Since $S$ is the *total number of mistakes* $h$ makes on $H$ and $n = |H|$, $\frac{S}{n}$ is the *training error* of $h$ on the holdout set $H$. And as we recall $\epsilon$ was the *true error* of $h$. So we can make the *true error* arbitrarily close to the *training error* by choosing $\delta$.

Fix $\delta \in (0,1)$ to be small. Now fix a small *confidence threshold* $\alpha$ and set $2e^{-2n\delta^2} < \alpha$. We end up with $ \mathbb{P}[|\frac{S}{n} - \epsilon| > \delta] < \alpha$ which means that we've bounded the probability of the *true error* deviating from the *training error* by more than a factor of $\delta$ by $\alpha$. Solving for $n$, the required size of the holdout set $H$, we get $n > \frac{ln(2/\alpha)}{2\delta^2}$.

In summary, if we want to be $\alpha$ confident that the *true error* and the *training error* are $\delta$ close, we choose a holdout set of more than $\frac{ln(2/\alpha)}{2\delta^2}$ data points.


### **Cross-Validation**


The holdout set method is impractical for two reasons.

1. Labeled data is expensive. When we stash a holdout set, we're wasting valuable labeled data that we could've used to train the model.
2. Probabilities of failure add up if we want to try multiple algorithms in building our classifier, making us quickly lose confidence in its *true error*. Suppose with $\alpha$ confidence a classifier we've created has *training error* closely approximating *true error*. Now suppose we build another classifier and run it over the holdout set again. Now we are only $2\alpha$ confident in its *true error* since we've done it twice... 

*Cross-validation* is a method to overcome these limitations which is not currently backed by theory but works really well in practice. 

The process is simple, we divide the training set $S$ into $k$ 'folds,' collections of training points.

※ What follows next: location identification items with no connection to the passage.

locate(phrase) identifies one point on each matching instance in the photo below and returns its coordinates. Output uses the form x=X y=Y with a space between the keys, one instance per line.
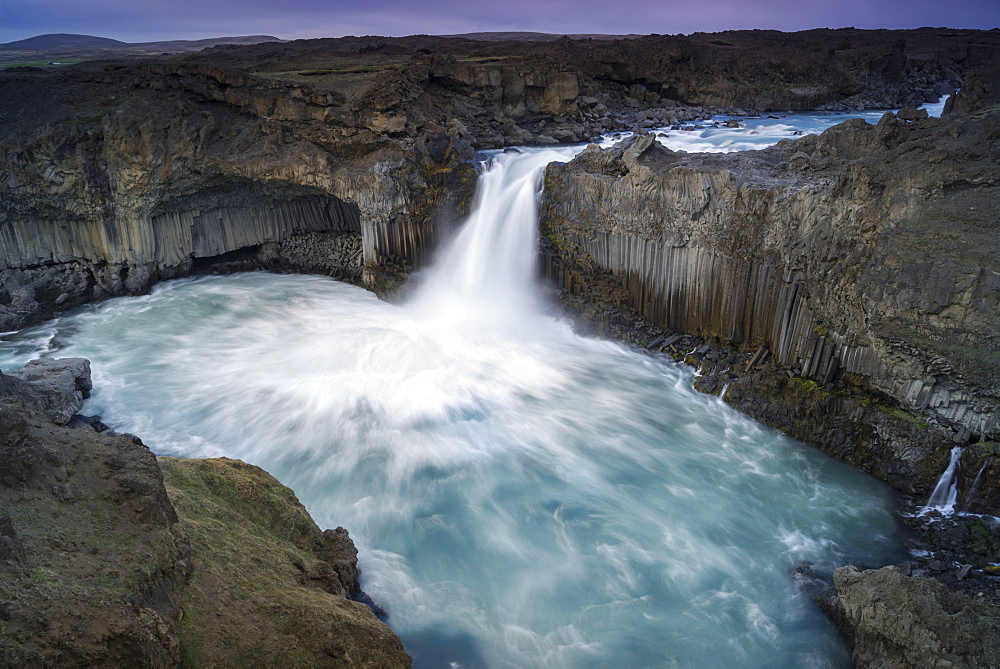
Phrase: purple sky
x=143 y=20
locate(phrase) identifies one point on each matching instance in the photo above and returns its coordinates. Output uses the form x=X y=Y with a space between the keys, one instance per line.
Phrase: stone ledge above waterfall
x=877 y=262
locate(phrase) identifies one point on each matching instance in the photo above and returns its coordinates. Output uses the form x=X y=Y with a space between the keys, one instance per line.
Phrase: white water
x=944 y=497
x=521 y=496
x=711 y=136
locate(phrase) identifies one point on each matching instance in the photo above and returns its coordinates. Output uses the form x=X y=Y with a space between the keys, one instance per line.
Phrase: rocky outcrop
x=894 y=620
x=267 y=587
x=819 y=250
x=117 y=175
x=107 y=561
x=175 y=169
x=56 y=387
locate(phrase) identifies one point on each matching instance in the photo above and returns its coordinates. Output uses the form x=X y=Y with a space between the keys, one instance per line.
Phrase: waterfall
x=945 y=494
x=975 y=486
x=485 y=277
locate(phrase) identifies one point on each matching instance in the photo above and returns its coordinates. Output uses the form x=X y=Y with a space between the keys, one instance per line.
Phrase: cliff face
x=108 y=560
x=865 y=255
x=196 y=164
x=349 y=156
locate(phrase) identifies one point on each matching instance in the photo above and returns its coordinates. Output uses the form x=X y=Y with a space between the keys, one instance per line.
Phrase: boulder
x=903 y=621
x=55 y=386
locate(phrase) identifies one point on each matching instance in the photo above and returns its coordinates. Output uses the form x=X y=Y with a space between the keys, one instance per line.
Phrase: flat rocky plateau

At each iteration $i$ we stash the $i^{th}$ fold away (as a holdout set), train on the rest of the folds $1,...,i-1,i+1,...,k$ and get en estimate of the *true error* as the *training error* on the $i^{th}$ fold. We keep track of all $k$ *true error* estimates and average them up at the end. 

In practice, we typically choose $k = 5$ to $10$ folds.

This may seem counterintuitive because there's no independence in this procedure. The model is exposed to any given $i^{th}$ fold (for $i>1$) before it's used as a holdout set. Yet, this methods works very well in practice...


# **Perceptron Learning**

Perceptron *classification* is yet another algorithm for dividing the input space into decision boundaries (which are *halfspaces* in this case).

Consider the set of halfspaces where $w^* \in \mathbb{Z^n}$ (the *normal* vector of the associated *hyperplane*) and $\theta^* \in \mathbb{Z}$ (its *offset* from the origin) are in some bounded range in $\mathbb{Z^n}$ and $\mathbb{Z}$ respectively. This is a simplifying assumption we make so that the set is finite. Perceptron will be trying to learn the following class of Boolean functions $C = \{h(x) = sign(w^Tx - \theta)\}$ for different values of $w$ and $\theta$. In doing so, the data points will end up being classified based on whether or not they fall inside or outside the true halfspace, since $sign(w^{*^{T}}x -\theta^*)$ outputs either $-1$ or $1$ based on where $x$ lies relative to the dividing hyperplane.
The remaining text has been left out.